Beefy Boxes and Bandwidth Generously Provided by pair Networks
"be consistent"
 
PerlMonks  

map and return

by ELISHEVA (Prior)
on Sep 03, 2009 at 10:03 UTC ( [id://793143]=perlquestion: print w/replies, xml ) Need Help??

ELISHEVA has asked for the wisdom of the Perl Monks concerning the following question:

Recently I noticed something odd with map and return. According to perlsub, an initial & in a prototype allows you to define a subroutine that emulates the syntax of Perl built-ins like map and grep. And yet there seem to be subtle differences, like the behavior of return within the block. For instance, in the case of map the block after the subname is scoped as if it were part of the surrounding code rather than the body of an anonymous sub.

The following code, placed inside a subroutine will cause the subroutine to return immediately. If placed at the top level of the script it will cause the Perl compiler to complain "Can't return outside subroutine ..." (Perl version 5.8.8; warnings, strict turned on of course).

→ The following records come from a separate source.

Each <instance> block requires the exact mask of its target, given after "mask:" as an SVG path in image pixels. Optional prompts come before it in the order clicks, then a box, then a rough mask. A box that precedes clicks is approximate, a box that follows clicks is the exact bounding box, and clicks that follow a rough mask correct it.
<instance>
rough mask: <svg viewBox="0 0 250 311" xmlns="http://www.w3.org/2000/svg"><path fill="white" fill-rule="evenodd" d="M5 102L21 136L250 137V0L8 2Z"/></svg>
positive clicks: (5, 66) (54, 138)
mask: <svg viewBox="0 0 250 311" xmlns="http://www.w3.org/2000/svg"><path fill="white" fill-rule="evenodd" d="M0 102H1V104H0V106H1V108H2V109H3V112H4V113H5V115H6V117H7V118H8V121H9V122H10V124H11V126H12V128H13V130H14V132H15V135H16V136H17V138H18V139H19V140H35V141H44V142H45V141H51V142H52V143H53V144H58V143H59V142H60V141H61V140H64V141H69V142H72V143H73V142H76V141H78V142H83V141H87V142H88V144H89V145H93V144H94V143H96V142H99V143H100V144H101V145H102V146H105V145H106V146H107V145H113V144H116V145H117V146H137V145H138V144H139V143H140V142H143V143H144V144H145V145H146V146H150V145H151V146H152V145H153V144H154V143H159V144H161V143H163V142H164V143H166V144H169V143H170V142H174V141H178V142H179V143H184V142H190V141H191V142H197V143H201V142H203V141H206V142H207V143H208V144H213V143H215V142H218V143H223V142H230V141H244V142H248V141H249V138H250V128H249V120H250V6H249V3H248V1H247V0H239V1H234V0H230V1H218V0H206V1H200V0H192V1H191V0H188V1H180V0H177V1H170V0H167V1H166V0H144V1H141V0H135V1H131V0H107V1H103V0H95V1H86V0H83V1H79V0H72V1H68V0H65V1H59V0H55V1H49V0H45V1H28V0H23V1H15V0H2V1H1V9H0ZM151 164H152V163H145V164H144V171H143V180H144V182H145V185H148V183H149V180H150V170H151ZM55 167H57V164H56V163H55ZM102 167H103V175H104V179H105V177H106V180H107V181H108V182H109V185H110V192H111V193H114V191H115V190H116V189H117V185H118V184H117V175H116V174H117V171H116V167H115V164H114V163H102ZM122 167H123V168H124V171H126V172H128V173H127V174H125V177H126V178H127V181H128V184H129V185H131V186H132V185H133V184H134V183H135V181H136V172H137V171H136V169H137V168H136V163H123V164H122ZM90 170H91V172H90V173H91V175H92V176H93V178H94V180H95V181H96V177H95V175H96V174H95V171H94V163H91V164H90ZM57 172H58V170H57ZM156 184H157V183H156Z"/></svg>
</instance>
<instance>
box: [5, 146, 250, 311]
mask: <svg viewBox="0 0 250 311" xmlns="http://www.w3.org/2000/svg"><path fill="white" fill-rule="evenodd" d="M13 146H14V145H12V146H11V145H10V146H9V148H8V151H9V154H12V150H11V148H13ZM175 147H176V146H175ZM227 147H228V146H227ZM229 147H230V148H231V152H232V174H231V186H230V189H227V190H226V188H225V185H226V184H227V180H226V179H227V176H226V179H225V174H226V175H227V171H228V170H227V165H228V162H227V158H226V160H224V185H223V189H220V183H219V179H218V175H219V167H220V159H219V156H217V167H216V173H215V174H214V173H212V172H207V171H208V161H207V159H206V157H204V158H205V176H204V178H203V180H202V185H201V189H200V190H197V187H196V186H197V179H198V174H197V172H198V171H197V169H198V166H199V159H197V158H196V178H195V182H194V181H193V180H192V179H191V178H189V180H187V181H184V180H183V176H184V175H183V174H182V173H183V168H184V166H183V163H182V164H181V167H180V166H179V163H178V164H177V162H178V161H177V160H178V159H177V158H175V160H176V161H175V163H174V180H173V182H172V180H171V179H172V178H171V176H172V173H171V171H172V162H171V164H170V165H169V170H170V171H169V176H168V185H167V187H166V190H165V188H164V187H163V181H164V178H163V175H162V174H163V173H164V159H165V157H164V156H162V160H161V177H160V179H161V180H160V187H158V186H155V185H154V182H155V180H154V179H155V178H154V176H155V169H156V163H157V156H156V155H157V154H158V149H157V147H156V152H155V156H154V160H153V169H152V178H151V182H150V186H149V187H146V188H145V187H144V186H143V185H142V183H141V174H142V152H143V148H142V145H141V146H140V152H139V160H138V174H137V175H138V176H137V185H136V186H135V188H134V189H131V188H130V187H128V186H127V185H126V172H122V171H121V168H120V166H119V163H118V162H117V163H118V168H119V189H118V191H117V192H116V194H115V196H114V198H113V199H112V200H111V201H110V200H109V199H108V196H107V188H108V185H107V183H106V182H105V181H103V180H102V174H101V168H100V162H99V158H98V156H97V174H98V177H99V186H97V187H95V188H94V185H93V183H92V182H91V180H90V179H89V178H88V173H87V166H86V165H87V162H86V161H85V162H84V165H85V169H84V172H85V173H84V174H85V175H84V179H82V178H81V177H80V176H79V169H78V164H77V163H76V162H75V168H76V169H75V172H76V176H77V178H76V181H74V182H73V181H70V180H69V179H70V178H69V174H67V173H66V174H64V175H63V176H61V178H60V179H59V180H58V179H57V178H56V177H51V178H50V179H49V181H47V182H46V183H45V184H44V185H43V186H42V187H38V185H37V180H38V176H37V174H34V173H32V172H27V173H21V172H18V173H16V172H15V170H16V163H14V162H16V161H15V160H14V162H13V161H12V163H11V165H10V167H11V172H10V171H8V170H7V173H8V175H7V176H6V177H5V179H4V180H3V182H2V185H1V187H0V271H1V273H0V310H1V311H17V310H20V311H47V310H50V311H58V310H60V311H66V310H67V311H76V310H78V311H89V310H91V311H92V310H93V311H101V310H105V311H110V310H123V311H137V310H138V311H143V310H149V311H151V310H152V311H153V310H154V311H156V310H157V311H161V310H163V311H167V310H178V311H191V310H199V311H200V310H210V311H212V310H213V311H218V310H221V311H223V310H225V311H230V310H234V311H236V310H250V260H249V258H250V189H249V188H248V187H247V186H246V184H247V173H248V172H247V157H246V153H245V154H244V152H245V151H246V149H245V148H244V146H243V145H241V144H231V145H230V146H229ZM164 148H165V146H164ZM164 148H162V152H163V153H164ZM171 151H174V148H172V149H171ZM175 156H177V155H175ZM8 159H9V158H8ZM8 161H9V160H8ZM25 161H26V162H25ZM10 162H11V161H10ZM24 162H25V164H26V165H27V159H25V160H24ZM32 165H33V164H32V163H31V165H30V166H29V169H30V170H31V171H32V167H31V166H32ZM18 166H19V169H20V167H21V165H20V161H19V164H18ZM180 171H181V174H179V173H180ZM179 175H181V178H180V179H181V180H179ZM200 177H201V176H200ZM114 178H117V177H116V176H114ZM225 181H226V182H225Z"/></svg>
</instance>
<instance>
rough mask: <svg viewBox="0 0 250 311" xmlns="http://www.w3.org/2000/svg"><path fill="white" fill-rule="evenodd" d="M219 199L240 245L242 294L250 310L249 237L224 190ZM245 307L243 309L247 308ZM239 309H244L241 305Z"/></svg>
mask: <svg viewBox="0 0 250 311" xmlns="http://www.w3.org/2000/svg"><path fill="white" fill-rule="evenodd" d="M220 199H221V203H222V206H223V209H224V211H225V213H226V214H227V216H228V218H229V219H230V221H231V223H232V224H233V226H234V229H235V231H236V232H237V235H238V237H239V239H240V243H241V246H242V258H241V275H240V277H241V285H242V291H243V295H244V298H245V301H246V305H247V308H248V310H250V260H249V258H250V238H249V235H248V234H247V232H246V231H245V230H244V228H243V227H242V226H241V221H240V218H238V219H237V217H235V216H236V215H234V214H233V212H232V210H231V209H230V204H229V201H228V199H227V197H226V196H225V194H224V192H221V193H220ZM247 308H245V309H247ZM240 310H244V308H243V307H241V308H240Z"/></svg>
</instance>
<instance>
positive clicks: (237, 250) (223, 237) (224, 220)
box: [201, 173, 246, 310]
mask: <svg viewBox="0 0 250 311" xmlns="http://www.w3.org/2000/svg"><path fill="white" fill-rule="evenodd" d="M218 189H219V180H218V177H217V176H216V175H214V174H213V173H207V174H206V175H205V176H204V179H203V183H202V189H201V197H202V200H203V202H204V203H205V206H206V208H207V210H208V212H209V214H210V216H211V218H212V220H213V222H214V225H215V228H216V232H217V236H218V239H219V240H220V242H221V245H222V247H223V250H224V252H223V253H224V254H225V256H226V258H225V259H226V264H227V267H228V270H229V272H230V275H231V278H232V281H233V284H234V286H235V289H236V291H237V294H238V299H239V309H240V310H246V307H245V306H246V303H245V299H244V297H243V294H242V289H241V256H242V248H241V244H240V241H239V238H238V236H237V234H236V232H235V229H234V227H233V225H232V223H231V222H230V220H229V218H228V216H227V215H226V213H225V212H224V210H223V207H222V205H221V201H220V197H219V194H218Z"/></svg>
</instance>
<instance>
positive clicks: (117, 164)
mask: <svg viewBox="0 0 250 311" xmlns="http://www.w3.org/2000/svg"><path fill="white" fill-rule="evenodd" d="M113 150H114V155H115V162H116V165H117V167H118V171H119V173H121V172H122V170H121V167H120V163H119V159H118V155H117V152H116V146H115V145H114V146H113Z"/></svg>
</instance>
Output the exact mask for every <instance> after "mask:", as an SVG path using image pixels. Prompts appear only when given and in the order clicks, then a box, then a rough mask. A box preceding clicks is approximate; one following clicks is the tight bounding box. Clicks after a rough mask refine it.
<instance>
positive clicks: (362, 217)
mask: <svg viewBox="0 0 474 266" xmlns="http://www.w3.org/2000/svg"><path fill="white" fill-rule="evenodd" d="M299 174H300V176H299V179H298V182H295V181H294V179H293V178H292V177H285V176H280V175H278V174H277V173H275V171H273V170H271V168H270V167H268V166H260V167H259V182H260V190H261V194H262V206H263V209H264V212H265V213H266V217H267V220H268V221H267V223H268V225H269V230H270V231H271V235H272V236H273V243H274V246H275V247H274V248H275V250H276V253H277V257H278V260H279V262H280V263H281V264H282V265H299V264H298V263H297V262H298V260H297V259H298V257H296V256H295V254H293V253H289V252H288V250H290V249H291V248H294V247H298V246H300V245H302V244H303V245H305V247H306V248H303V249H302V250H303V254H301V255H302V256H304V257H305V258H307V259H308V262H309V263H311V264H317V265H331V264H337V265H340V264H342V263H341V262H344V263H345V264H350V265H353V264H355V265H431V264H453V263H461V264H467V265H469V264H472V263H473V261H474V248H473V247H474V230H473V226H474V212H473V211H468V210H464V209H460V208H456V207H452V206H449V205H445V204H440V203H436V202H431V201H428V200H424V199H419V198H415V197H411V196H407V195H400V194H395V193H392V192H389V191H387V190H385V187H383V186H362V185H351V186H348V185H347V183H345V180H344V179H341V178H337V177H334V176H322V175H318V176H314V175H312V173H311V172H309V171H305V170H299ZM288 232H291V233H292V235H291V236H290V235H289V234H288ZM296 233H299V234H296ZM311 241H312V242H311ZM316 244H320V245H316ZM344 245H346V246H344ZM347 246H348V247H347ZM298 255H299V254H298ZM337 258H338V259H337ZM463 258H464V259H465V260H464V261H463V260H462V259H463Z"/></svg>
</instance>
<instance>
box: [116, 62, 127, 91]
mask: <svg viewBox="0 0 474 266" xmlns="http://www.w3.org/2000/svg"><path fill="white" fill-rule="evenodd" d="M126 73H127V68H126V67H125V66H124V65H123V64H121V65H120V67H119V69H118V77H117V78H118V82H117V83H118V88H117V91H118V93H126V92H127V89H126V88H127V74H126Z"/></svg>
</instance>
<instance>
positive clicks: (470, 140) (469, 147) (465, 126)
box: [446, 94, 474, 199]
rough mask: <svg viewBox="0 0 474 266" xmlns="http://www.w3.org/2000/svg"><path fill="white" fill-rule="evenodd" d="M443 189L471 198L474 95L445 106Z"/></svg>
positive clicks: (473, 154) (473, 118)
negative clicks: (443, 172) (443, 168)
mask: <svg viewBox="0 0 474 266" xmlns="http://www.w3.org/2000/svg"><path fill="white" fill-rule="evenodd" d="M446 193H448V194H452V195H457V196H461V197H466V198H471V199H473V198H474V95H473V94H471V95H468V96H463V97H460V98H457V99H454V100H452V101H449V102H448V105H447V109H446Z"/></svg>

my @x = map { return $_; } (1,2,3); print "(@x)\n";

However, when the same block { return $_; } is called via a user defined sub that does essentially the same thing as map there are no compiler complaints nor precipitous returns:

sub foo(&@) { my ($crSub, @aParams) = @_; my @aResult; push(@aResult, $crSub->($_)) foreach @aParams; return @aResult; } #this outputs "(1 2 3)" my @x = foo { return $_; } (1, 2, 3); print "(@x)\n";

perlsub says that the user defined routines parse "almost exactly like". Almost isn't exactly. Why the difference in behavior? And what other subtle differences are there between built-in tokens like map and user defined subroutines with a (&@) prototype? The return behavior of map ate up a good deal of debugging time the other day because I just assumed that the block after map was just like an anonymous subroutine - which it clearly isn't. I'm hoping to save time in the future with a heads up on other differences hidden behind the phrase "almost exactly".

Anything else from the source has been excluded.